E3 hasn't been relevant to me for.....ever. Never followed it. Not even once. Well, I did see a clip of it on a news show years ago when I had first heard of it. Went in looking for game coverage and saw nothing but booth babes. Never followed it again. E3 is for the press not for gamers. The problem is that most of the press people covering it nowadays are gamers. So, here you are a game journalist that has grown up playing games. You get sent to e3 to cover it and see your beloved past time being shilled like a five dollar streetwalker. Are you going to report that e3 is this great event? No. At best you'll remark on some of the games you've seen and look forward to PAX where you can look past all this bs and see some really great games.

I really don't understand why they still shove all the sex into E3. Don't they know they are alienating one of their core demographics?
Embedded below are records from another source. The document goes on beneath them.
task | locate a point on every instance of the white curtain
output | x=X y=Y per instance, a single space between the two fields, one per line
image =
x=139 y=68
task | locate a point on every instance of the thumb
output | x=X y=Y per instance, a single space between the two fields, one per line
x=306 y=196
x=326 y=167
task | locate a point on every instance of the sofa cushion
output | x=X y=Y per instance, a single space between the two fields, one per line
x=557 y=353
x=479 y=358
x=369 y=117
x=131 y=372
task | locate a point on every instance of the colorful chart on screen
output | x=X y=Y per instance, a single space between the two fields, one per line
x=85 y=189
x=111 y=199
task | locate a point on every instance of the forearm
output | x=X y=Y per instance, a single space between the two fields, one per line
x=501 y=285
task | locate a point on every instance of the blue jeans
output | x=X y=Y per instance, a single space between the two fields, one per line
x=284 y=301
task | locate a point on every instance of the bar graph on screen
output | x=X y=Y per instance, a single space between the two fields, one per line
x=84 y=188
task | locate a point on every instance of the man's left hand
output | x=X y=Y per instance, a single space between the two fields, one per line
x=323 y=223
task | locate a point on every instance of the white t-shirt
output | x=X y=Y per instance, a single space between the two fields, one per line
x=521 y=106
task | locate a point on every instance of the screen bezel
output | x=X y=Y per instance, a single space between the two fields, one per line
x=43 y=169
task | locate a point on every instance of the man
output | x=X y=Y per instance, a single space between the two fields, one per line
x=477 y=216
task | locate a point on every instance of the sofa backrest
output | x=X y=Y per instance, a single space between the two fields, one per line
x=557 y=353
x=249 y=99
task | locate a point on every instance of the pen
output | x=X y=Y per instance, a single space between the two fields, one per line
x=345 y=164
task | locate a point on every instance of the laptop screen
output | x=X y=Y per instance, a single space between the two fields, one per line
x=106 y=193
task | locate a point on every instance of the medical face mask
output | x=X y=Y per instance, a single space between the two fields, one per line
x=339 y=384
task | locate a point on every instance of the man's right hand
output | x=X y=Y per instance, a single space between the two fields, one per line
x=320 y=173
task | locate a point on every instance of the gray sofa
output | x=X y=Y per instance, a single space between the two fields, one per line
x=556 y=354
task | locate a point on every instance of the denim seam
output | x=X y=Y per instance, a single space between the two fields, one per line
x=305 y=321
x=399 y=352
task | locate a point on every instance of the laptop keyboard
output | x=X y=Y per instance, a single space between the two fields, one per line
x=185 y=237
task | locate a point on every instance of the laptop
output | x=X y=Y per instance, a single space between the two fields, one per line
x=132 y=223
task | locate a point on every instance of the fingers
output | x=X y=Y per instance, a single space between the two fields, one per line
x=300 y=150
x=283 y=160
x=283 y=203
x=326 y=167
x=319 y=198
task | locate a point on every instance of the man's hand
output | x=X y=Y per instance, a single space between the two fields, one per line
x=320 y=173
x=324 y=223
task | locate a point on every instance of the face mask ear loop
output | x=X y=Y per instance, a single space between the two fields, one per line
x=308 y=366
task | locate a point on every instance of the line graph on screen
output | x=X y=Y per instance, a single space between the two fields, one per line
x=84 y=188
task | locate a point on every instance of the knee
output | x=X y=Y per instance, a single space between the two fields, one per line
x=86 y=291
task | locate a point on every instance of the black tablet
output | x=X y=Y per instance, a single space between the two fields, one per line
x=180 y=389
There are a sh*teload of female gamers out there who hate this stuff and when exposed to it will think twice about buying a product because of its representation at events like this.

After listening to Weekend Confirmed and Jumping the Shark, as well as reading some of Ben Kuchera's thoughts, I think the Press actually had a lot of space to have a great time. The problem is the press conferences, and the folks that loved E3 the most this year didn't pay any attention.

Maybe the real issue is that the Big Three are talking to everyone but the enthusiasts, but at the same time, there's plenty of information outside of the conferences for the enthusiast to follow and discover this stuff.

It instead goes back to what I said earlier. If the press conferences are more for the retailers and non-enthusiasts, then what does that say about what folks THINK gaming enthusiasts enjoy? Or how games are viewed from the outside looking in?